Whychus Creek is a tributary to the Deschutes, but it’s origins begin up in the Cascades south of town. The Creek tumbles from the 3 Sisters Wilderness area down to Sisters and often doesn’t fish well until mid summer when the snow melt run-off finally slows down. Around Whychus Creek Falls there is plenty of access to the stream and it’s eager fish. Most fish here are 4 to 9 inches but are all Wild Trout. As you get a little closer to town there is limited access due to homes and ranches but there is still some great water to fish. Much of the creek is diverted to irrigtion water about 3 miles south of Sisters. This is a blessing and a curse. Early in the season we can find fishable water below the diversion, but by mid-Summer it might be too low to fish.
Past town the Creek flows through the Land Trust property and other private areas and is mostly off limits. Once it gets down to the Crooked River National Grasslands area you’ll find trails from the Alder Springs area back to the Creek. This is rough country for hiking and we recommend not trying this alone! Fom Alder Springs to the confluence with the Deschutes is a nice piece of water with some good trout. Regulations show the stream is open between the last weekend in May to October 31st, which is the same time we recommend to concentrate on this creek.
Tumalo Creek is another tributary to the Deschutes. It is just one drainige East of the Whychus drainage. Tumalo Creek is a neat little Fishery in the Summer months through the Fall.
Over the Winter, it is blanketed by deep snow and during the Spring is usually too swollen to really fish well. From Bend, the drive up to the Tumalo Falls takes you up Skyliner road. Skyliner area is now a place with a few homes and an OMSI camp, but at one time was the local Ski hill before Mt Bachelor was developed. Once you reach the end of the pavement and cross the bridge to the gravel road that takes you to the Falls you have reached the good fishing water. Anywhere from the Bridge upstream to the falls is good water. We find mostly small fish here but usually eager to take a nice high floating dry fly.
Another place to fish Tumalo Creek is through the Shevlin Park area.

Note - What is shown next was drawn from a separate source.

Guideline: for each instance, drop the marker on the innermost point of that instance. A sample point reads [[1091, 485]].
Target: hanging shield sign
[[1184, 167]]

There are many good access points through the park, and if you are willing to hike up or down from the park you’ll find some very lightly fished water. I can remember fishing upstream from the park on the 4th of July one year and having to make careful casts to some very “spooky” trout. It was a blast! In that clear water you could see everything. Without 7x tippet and some nicely tied black ants I’d have left without success. That was a low water year and every year is a little different. I’ve also had times on the creek where a good cast to a likely looking holding spot would raise fish 100% of the time.

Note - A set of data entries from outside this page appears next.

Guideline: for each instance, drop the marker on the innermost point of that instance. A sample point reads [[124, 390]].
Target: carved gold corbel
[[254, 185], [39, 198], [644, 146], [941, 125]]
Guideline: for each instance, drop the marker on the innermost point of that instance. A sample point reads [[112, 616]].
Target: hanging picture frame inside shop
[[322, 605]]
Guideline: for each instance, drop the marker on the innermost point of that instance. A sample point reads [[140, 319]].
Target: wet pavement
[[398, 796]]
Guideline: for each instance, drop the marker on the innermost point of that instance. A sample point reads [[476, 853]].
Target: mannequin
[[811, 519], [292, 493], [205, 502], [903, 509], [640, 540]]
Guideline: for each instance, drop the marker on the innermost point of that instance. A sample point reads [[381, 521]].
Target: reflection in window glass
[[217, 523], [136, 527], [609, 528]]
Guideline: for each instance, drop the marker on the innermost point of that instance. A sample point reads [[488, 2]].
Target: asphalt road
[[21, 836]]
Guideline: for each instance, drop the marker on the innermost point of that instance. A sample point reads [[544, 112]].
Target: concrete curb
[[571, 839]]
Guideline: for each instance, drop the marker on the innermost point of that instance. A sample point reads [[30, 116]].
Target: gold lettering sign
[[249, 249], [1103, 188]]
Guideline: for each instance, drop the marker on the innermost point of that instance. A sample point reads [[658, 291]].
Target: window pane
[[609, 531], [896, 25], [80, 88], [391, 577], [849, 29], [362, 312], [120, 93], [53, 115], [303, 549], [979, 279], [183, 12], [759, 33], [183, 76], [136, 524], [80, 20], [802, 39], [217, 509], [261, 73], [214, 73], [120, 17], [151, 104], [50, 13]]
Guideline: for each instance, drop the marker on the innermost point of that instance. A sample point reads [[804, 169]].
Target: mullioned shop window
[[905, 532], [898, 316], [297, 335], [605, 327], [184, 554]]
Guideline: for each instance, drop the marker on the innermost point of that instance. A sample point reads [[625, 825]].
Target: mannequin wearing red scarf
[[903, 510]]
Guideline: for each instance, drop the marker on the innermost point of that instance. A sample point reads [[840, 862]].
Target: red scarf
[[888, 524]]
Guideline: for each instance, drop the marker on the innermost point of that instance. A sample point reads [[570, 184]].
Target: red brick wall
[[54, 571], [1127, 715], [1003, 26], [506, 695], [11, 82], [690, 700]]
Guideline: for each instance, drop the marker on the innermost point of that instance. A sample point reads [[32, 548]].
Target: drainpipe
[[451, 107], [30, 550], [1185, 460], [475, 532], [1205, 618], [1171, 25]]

The Blitzen is a ways away from the Sisters Country (about 4 1/2 hours) but is one of our favorite small streams in the state. In the Spring fishing leech patterns down through the Malheur Preserve is a great way to start the season. By Summer and into the Fall, the areas around Paige Springs Campground and Blitzen Crossing offer awesome fishing with Hoppers, Renegades, Royal Wulff’s, Parachute Adams, Stimulators and small Bead Heads like Pheasant Tails, Prince, Bat Man, Copper John and others.
The Upper McKenzie is a gem of a small stream and is one of our hot guiding spots in the Summer. Good access for small water is upstream of McKenzie Bridge. From here you’ll find campgrounds, parks, side roads and trails that lead to good spots. Be careful with the currents here, this is a fast moving stream and going with a guide is recommended. The Upper McKenzie is perfect for a Dry-Dropper rig. This is a great caddis stream but we see plenty of #12 Yellow Mayflies (epeorus) all summer and even some Drakes. Attractor dries are great on the McKenzie.

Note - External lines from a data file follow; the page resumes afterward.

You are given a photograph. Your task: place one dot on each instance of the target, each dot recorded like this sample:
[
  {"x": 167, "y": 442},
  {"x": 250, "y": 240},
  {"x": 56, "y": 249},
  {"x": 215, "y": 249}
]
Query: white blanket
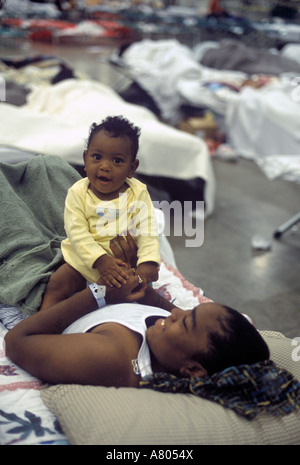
[
  {"x": 264, "y": 125},
  {"x": 57, "y": 118}
]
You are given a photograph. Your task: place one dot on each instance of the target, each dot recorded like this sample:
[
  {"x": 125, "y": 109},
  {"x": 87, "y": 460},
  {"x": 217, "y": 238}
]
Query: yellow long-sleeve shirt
[{"x": 91, "y": 224}]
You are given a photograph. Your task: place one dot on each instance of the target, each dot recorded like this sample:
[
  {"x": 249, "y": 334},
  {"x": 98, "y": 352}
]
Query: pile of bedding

The South Fork of the McKenzie is another good bet for a small stream angler. About 1 hour West of Sisters this stream is best fished in the area below Cougar Reservoir.
Horse Creek is a tributary to the McKenzie that offers fair to good dry fishing when conditions are good in the summer.
Upper North Fork of The Santiam
The Upper North Fork of the Santiam is a neat little stream we fish. From the upper reaches down to Whitewater Creek this stream has a good mix of Wild Rainbow and West Slope Cutthroat and is stocked with Rainbow trout on a regular basis from the Marion Forks hatchery. Fishing a bright little bead head nymph in the runs is an excellent way to catch fish here. Often an attractor dry will produce well too. Can’t decide? Try both…run the nymph behind the attractor as a tandem rig. In the evening you usually get decent hatches of caddis and mayflies and right before dark can offer fun fishing with a Rusty Spinner on the flats.